Sem dúvida o mais belo de todos os matadores do Grupo B, o Ford RS200 foi e ainda é totalmente maluco. E de todos esses caras do rally, achamos o RS200 de rua o melhor. Não é apenas feroz, mas também muito raro. É mais fácil tropeçar em um duende que encontrar um desses. O RS200 representou a segunda e mais séria tentativa da Ford de entrar no Grupo B. A primeira vez foi com o Escort RS 1700T. Os detalhes sobre o que deu errado são vagos, mas a maioria das referências indicam “desenvolvimento equivocado”, às vezes seguido por “desastre completo”. Contudo, mesmo sem especificações técnicas, imagino que usar um carro popular, de tração dianteira para correr contra um Audi Quattro em 1983 seria algo terrivelmente desastroso.

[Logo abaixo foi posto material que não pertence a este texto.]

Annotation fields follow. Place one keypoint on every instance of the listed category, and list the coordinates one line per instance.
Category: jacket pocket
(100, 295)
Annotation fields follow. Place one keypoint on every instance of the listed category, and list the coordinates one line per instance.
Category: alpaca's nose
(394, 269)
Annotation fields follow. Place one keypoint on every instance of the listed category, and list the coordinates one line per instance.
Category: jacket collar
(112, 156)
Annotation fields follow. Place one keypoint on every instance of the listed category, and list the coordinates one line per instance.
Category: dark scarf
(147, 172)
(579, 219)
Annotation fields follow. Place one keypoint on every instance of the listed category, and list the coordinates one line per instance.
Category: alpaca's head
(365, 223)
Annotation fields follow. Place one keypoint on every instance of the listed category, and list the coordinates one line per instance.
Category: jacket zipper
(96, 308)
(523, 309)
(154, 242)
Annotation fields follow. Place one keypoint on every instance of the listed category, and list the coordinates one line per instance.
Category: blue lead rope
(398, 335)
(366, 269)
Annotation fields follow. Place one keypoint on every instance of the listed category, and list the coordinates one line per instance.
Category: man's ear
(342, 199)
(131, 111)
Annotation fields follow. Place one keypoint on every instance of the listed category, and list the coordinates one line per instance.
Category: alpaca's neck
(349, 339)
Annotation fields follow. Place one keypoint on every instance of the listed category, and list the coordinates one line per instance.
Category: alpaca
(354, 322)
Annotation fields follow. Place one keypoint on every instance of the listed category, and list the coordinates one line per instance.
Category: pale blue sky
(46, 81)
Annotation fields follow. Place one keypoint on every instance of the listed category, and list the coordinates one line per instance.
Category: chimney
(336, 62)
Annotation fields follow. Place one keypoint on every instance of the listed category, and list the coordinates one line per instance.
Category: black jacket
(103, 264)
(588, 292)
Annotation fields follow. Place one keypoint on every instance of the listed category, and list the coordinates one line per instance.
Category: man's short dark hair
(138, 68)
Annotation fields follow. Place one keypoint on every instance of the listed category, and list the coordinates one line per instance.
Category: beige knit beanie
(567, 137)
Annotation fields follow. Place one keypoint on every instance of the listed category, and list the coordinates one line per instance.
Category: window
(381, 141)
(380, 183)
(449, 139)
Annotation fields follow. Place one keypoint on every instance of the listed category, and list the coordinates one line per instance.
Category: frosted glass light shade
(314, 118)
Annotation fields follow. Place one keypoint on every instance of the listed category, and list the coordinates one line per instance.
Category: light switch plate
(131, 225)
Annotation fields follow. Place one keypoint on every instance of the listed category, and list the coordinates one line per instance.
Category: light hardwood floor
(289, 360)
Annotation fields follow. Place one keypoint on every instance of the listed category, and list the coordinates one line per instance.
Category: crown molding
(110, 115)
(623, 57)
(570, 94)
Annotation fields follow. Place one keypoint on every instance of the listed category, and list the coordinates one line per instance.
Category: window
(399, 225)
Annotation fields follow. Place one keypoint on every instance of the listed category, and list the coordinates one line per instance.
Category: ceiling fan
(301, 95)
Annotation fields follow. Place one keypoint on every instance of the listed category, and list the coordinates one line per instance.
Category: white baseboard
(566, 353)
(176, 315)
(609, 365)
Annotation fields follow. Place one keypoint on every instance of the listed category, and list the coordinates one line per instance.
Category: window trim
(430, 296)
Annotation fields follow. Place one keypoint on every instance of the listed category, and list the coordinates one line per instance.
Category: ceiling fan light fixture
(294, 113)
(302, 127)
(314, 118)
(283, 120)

Com o RS200 não foi assim. Muito do desenvolvimento foi terceirizado. Tony Southgate o projetou e a Reliant construiu o chassi space-frame. A carroceria de kevlar foi estilizada pela Ghia e construida pela Reliant, que tinha experiência considerável em compósitos. O RS200 tinha tração integral com balanceamento de torque, um pioneiro do Grupo B. Sem precisar parar o carro, o piloto poderia transferir toda a potência para as rodas traseiras, ajustar uma divisão 37/63 dianteira/traseira ou dividir igualmente entre os dois eixos. O RS200 empregava três acoplamentos viscosos para tornar isso possível. Ele também tinha motor central e amortecedores duplos em cada roda. O lendário engenheiro de F1 Brian Hart preparou o motor BDT-E Cosworth de 2137 cm³ e 16 válvulas para obter ao menos 550 cv, embora alguns digam mais de 800 cv. Na realidade, é provável que os RS200 tenham competido com 650 cv.

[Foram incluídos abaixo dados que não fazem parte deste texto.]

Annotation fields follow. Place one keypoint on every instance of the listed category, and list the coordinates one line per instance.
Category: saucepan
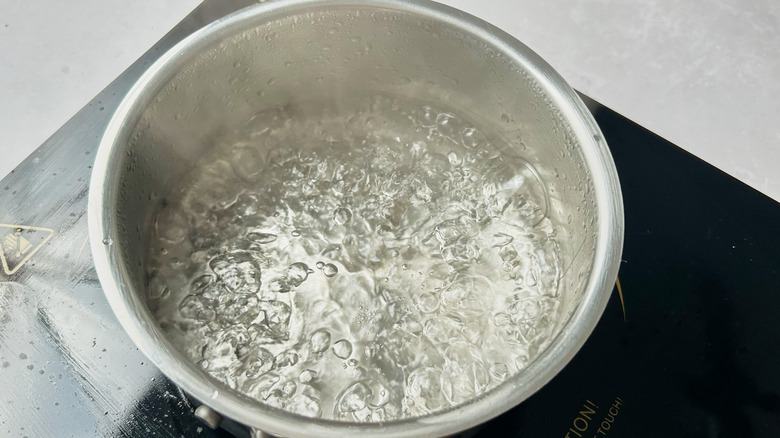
(280, 53)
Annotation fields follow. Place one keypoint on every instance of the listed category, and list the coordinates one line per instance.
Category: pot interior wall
(335, 56)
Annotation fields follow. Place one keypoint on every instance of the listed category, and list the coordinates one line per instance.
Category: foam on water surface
(383, 263)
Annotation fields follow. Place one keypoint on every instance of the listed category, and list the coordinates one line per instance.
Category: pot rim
(141, 328)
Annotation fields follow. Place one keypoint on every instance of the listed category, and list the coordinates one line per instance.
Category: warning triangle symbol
(18, 243)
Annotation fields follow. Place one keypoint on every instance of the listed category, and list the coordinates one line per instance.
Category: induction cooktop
(686, 348)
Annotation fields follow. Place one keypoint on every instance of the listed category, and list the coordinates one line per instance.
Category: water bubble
(261, 237)
(501, 239)
(286, 359)
(193, 307)
(342, 215)
(354, 398)
(320, 340)
(238, 271)
(297, 273)
(307, 376)
(447, 266)
(304, 405)
(258, 362)
(342, 348)
(330, 270)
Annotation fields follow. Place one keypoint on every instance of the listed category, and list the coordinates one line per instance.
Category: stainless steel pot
(284, 51)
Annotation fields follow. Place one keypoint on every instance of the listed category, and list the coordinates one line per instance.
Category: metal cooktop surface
(689, 352)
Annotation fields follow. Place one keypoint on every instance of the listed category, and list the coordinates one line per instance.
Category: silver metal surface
(67, 368)
(224, 73)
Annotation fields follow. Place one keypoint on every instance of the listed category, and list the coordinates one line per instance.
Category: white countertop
(703, 74)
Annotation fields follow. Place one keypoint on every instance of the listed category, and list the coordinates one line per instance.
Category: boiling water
(380, 264)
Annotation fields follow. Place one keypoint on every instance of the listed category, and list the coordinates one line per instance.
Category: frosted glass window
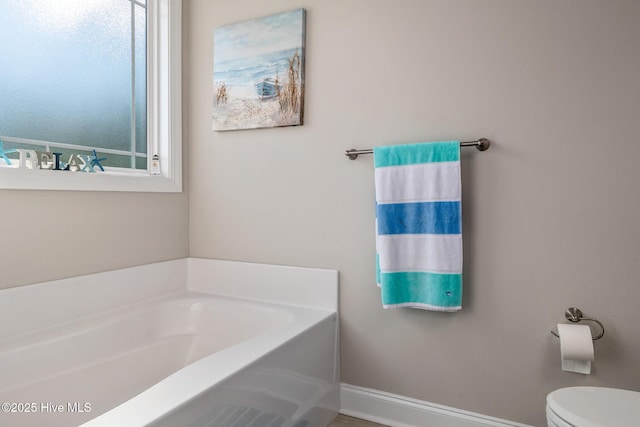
(73, 78)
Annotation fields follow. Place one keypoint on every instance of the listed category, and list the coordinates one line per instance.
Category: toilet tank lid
(596, 406)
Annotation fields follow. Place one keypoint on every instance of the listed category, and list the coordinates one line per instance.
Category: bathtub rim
(170, 394)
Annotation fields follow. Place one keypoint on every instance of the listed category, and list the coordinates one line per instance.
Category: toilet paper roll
(576, 348)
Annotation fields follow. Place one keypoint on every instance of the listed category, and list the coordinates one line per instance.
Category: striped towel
(419, 225)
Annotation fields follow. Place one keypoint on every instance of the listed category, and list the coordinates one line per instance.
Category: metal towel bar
(481, 144)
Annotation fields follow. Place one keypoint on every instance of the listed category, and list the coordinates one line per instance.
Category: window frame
(164, 121)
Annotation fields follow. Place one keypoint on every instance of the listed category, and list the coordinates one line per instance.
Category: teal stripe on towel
(429, 152)
(439, 291)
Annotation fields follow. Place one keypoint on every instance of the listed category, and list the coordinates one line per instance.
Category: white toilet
(593, 407)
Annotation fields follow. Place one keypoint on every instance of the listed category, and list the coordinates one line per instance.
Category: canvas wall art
(258, 72)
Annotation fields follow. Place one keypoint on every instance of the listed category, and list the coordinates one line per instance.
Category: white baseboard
(399, 411)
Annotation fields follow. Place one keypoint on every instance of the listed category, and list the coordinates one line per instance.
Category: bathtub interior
(110, 357)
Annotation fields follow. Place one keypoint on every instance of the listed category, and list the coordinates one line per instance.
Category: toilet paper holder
(574, 315)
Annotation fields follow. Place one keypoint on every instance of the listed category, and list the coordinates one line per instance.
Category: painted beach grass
(258, 73)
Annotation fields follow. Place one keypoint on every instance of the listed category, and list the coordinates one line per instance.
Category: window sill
(110, 180)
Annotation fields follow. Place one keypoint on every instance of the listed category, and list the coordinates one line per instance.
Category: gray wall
(49, 235)
(550, 211)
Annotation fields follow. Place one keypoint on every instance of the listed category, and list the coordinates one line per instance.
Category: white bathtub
(184, 343)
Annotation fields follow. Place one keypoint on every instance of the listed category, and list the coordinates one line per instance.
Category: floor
(344, 421)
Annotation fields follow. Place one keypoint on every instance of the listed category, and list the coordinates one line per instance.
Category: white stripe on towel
(436, 253)
(418, 183)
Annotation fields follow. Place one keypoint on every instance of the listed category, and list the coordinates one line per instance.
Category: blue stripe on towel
(440, 292)
(411, 154)
(419, 218)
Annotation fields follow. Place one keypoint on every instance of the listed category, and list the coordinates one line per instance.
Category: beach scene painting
(258, 72)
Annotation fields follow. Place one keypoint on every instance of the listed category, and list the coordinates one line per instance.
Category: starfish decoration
(3, 153)
(95, 161)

Sob o capô de kevlar do RS200.


Independente disso, os 100 km/h chegavam pouco depois dos dois segundos. Na verdade, dois RS200 Evolution diferentes atingiram 100 km/h em 2,1 segundos. Isso é ridículo. Mais importante (para os pilotos), o RS200 era extremamente forte e se saiu muito bem em testes de impacto. O único inconveniente é que tudo isso fazia o Ford mais pesado que seus concorrentes.

Lancia Delta S4



Assim como o resto dos concorrentes, a Lancia foi pega com as calças na mão quando a Audi apareceu com seu agressivo Sport Quattro. Em 1983 o Lancia 037 de tração traseira, antecessor do S4, conseguiu segurar a Audi (a Lancia tinha Walter Röhrl e de alguma forma o carro italiano era muito mais confiável que o alemão). Mas em 1984 a concorrência estava forte demais para o 037. A Lancia precisava fazer alguma coisa. E, cara… eles fizeram.
O Delta S4 é o carro de rali que Vincent van Gogh teria pilotado. Motor central, tração integral, ultra leve e tudo mais. Mas o que faz o S4 diferente e sempre nos faz sorrir é sua sobrealimentação composta. Para combater os efeitos colaterais do turbo lag em trajetos sinuosos e cheios de hairpins, o motor de 1759 cm³ do Delta S4 tinha compressor mecânico e turbocompressor. Juntos. Desenvolvido pela Abarth o motor livre de lag gerava pelo menos 550 cv de seus quatro cilindros. E como em todos aqueles carros, a potência real para as corridas era maior, quando não muito maior.

A baixa cilindrada afetou o torque, e isso significa que o Delta S4 “só” conseguia acelerar de 0 a 100 km/h em 2,5 segundos. Na terra. Estou rindo enquanto digito. Este foi o primeiro carro com sobrealimentação composta a correr, e um dos bólidos de corrida mais avançados já feitos.
A Lancia e o Delta S4 terminaram nas duas primeiras posições do RAC Rally de 1985. Em 1986 a campanha parecia ser mais do mesmo, mas Henri Toivonen tragicamente bateu seu Delta S4 e os tanques de combustível explodiram, matando-o e praticamente acabando com o Grupo B para sempre. Ainda assim, um carro insano e brilhante.

Peugeot 205 TI6




Como não adorar um carro apelidado de L’enfant terrible (a criança terrível, em francês)? Difícil mesmo. Da mesma forma que os outro carros citados, o concorrente da Peugeot no Grupo B seguiu a fórmula vencedora. Motor central, carroceria feita em compósito de baixo peso, tração integral, chassi space-frame e turbo. E mesmo quando encarou os concorrentes mais poderosos, o 205 T16 constantemente venceu corridas.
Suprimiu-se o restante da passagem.